The removal efficiency of TC is expressed by the following formula:

$$\eta =\frac{C_t}{C_0}\times 100\%$$

(1)

In the formula: $C_0$—the concentration of TC at the beginning of catalysis, mg/L; $C_t$—concentration of TC-HCl at time t in the catalytic process, mg/L.

4.4.2. Active Substance Capture Experiment

By adding different trapping agents in the degradation process, the different degradation performance is obtained, and then the degradation rate determines the active substance. In this experiment, tert-butanol, EDTA-2Na and BQ. were added during the degradation process as trapping agents of ·OH, Vacancy (h⁺) and e⁻, respectively.

4.5. Study on Photocatalytic Kinetics

In order to further explore whether the photocatalytic degradation of TC solution by composite materials conforms to the kinetic reaction order, this experiment takes a TC solution with different initial concentrations as the condition to measure its degradation effect. According to the first order (Formula (2)) [43] and the second-order-reaction kinetic equation (Formula (3)) [44], the simulation study was carried out:

$$ln\frac{C_0}{C_t}=k_{1}t$$

(2)

$$\frac{1}{C_t}-\frac{1}{C_0}=k_{2}t$$

(3)

The half-life (t_1/2) of the quasi-primary kinetic and quasi-secondary kinetic models is calculated by the equation (Equations (4) and (5))

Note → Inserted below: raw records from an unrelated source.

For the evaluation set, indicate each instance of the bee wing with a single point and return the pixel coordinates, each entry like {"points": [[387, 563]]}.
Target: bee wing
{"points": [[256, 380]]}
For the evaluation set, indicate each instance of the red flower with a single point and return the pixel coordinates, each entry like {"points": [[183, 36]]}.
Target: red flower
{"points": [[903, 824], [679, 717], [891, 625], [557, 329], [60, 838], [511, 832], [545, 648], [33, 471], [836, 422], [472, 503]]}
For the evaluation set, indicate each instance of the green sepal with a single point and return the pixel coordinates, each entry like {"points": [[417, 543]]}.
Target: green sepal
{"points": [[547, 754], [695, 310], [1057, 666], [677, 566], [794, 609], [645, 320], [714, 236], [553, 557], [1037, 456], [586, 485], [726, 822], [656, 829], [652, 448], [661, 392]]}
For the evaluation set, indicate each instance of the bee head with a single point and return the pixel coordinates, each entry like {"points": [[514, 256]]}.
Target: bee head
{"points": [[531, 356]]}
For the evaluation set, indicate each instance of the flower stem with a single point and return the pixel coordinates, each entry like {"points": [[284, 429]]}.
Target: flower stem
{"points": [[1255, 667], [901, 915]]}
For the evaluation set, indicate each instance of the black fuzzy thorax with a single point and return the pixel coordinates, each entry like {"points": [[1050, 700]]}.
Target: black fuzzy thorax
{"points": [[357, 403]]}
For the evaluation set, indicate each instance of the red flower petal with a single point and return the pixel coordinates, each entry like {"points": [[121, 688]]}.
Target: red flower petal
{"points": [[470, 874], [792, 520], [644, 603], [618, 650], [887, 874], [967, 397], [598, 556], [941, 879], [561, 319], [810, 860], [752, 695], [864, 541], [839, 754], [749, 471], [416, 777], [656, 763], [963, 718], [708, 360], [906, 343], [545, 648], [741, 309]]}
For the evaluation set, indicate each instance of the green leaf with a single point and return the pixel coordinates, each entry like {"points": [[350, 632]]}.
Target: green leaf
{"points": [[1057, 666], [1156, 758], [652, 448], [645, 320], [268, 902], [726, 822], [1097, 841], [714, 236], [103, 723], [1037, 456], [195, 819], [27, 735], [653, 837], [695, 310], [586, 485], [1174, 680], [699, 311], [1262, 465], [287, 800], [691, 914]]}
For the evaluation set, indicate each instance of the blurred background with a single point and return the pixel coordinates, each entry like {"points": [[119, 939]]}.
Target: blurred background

$$t_{1/2}=ln(2)\frac{1}{K_1}$$

(4)

$$t_{1/2}=\frac{1}{{C_{0}K}_2}$$

(5)

In the formula: C₀—the concentration of TC-HCl at the beginning of catalysis, mg/L; C_t—concentration of TC-HCl at time t in the catalytic process, mg/L. k₁, k₂-kinetic model rate constants; t-Reaction time.

5. Conclusions

In this study, the Mn/BiPO₄/g-C₃N₄ composite (Mn-BPC) and the Ti/g-C₃N₄/BiPO₄ composite (Ti- BPC) photocatalysts were successfully prepared and applied to the degradation of TC in water. The experimental results showed that the reactivity of Ti-BPC and Mn-BPC composite were higher than that of the original binary g-C₃N₄/BiPO₄. Meanwhile, the main factors affecting the photocatalytic process and degradation efficiency of TC were investigated, and the degradation efficiencies of Ti-BPC and Mn-BPC for TC were about 92% and 79% under the optimal conditions, respectively. The data fitting of reaction kinetics showed that TC degradation was well consistent with pseudo-second-order kinetics model. Several reactive species such as h⁺, OH· and O₂⁻ were generated in this photocatalytic system, and the possible reaction mechanism of TC degradation was proposed. In the experiment for exploring catalytic performance, the optimal conditions for the degradation of antibiotics by the catalyst were obtained. The materials used in the preparation process are common and will not cause secondary pollution to the water body during the application process. In subsequent applications, powdered biochar will be prepared into spherical carbon for easy recovery and utilization during the application process. However, in practical applications, the types of wastewater are complex and diverse, and the degradation mechanisms of different modified photocatalysts are also different. Currently, it is difficult to apply them on a large scale. Subsequent research can be conducted in different wastewater to develop highly selective catalysts, and to seek more energy-saving and low-cost stable preparation processes.